Member of the South Carolina House of Representatives
- In office 1989–1992
- Preceded by: Frank Gilbert
- Succeeded by: Jesse E. Hines

Personal details
- Born: Maggie Wallace August 29, 1948 (age 77) Florence, South Carolina, U.S.
- Party: Democratic
- Children: 1
- Alma mater: Fayetteville State University (B.A.) Francis Marion College (M.Ed.)

= Maggie Wallace Glover =

American politician

Maggie Wallace Glover (born August 29, 1948) is a former American Democratic politician, serving in the South Carolina State Senate and the South Carolina House of Representatives.

== Early life and education ==
Glover was born in Florence, South Carolina, the daughter of Ethel (née Greene) and Fulton Wallace. She received a B.A. from Fayetteville State University in 1970, and an M.Ed. from Francis Marion College in 1982.

== Political career ==

=== South Carolina State Senate ===
Glover was the first African-American woman to be elected as a member of the South Carolina Senate, serving District 30 from 1992 to 2004.

=== South Carolina House of Representatives ===
Glover was also a member of the South Carolina House of Representatives serving District 62 from 1989 to 1992.

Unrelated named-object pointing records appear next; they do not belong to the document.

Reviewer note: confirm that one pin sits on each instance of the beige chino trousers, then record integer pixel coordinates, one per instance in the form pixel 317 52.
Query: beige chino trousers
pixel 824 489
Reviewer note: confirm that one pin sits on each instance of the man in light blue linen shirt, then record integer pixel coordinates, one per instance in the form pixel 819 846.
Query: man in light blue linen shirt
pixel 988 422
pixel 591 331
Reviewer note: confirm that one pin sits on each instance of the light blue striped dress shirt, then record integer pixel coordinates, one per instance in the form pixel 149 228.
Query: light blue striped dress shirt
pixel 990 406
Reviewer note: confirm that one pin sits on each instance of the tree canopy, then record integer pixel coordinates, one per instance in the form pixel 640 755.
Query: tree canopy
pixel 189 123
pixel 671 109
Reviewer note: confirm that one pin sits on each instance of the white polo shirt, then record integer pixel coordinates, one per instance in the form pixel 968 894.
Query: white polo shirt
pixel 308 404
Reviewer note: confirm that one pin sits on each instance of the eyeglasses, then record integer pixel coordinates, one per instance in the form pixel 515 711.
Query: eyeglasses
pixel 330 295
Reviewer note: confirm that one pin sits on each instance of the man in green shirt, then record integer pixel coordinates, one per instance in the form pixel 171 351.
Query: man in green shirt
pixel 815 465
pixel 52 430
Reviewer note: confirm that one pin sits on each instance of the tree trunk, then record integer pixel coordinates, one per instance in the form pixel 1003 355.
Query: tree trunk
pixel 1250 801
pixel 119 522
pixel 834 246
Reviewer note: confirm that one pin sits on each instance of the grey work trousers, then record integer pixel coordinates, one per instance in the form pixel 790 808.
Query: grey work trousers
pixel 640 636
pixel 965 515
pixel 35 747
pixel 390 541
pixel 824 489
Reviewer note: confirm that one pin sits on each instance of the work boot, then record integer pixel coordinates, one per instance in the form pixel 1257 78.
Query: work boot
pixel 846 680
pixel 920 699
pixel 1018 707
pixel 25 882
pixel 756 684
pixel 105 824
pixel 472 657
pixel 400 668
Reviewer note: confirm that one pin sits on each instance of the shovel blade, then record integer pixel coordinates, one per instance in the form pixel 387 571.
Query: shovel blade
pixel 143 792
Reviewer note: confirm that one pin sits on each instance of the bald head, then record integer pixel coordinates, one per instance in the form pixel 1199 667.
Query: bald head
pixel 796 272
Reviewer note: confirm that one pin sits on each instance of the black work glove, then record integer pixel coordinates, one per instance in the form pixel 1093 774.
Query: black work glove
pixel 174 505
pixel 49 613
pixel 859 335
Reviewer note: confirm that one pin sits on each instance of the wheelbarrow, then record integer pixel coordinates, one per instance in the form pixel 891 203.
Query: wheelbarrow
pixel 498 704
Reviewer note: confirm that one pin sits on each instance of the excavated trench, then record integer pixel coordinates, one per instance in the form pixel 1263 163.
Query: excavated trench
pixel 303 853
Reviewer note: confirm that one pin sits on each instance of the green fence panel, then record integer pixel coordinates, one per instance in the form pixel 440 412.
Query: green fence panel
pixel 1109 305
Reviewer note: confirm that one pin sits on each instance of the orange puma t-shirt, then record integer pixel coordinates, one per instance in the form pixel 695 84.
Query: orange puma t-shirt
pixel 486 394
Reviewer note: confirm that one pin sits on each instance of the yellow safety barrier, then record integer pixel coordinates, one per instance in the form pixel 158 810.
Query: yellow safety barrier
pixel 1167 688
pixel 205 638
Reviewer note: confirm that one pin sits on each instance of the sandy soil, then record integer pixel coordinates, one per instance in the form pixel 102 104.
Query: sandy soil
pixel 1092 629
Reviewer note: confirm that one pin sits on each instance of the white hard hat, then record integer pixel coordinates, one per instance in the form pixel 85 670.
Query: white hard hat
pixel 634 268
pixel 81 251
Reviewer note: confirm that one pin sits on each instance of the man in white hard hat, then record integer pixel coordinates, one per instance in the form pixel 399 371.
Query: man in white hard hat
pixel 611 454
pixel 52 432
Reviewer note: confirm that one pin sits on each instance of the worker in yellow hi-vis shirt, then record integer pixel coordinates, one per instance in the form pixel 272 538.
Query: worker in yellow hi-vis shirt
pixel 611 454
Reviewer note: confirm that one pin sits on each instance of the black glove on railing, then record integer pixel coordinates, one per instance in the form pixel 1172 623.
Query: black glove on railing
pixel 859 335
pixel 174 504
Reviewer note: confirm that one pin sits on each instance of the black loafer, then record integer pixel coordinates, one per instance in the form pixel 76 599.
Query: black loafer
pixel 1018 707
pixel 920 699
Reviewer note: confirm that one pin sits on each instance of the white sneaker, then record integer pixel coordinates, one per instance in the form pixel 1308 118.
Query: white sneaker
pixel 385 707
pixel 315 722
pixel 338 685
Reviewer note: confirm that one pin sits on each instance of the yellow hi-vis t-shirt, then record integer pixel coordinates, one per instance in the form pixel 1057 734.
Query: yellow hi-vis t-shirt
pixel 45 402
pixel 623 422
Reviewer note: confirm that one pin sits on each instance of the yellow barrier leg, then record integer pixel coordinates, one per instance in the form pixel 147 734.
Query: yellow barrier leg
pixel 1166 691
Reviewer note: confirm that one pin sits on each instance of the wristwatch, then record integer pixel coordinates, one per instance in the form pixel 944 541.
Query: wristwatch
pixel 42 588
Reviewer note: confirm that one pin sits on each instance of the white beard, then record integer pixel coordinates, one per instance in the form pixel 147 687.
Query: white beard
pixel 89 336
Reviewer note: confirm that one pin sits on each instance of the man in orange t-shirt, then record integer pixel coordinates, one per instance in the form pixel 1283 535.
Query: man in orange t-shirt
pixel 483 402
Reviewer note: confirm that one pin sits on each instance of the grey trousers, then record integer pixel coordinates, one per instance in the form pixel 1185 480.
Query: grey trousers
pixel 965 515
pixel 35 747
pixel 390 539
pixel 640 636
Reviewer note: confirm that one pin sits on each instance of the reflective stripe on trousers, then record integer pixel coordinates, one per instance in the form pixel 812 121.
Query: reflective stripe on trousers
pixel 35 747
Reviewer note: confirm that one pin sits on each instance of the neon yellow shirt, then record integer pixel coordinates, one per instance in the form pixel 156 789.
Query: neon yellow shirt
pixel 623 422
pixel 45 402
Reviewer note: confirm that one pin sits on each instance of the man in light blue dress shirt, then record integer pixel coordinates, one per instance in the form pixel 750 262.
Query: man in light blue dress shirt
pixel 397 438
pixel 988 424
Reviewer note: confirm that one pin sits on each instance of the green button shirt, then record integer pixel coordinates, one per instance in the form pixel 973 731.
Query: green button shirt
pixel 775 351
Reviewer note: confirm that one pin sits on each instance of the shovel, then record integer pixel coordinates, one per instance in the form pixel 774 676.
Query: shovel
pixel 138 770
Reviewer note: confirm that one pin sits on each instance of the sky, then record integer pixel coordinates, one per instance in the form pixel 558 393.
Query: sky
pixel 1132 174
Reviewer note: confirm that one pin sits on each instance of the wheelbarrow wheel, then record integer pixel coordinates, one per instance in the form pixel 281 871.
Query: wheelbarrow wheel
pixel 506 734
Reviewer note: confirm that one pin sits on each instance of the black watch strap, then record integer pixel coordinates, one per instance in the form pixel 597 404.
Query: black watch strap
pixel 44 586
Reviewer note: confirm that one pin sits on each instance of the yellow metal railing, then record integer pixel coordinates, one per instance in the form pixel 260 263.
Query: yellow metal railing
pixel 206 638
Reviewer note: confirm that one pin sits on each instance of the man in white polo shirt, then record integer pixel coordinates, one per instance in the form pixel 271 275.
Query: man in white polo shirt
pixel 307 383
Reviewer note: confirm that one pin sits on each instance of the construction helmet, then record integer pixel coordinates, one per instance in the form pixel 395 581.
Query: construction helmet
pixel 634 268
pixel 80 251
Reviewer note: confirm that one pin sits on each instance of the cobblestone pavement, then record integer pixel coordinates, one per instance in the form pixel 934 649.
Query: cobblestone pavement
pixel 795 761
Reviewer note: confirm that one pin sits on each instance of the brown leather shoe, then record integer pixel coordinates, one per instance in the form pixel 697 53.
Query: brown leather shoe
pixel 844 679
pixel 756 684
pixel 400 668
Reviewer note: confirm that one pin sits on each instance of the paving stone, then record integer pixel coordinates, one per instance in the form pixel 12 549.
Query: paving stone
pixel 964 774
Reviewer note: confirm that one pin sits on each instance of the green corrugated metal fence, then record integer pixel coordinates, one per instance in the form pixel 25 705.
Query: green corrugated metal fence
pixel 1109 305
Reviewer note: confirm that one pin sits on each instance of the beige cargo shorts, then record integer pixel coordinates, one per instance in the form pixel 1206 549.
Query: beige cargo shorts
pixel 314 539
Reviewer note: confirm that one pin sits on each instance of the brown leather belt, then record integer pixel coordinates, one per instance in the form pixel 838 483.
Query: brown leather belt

==== Confederate flag ====
While serving in the House in 1991, Glover introduced a resolution calling for the removal of the Confederate flag from atop the South Carolina State House. Co-sponsors of the resolution were Kenneth E. Bailey Sr., Donald W. Beatty, Joe Ellis Brown, Curtis B. Inabinett, John L. Scott Jr., Candi Waites, Lucille Whipper, Juanita Mitchell White and DeWitt Williams.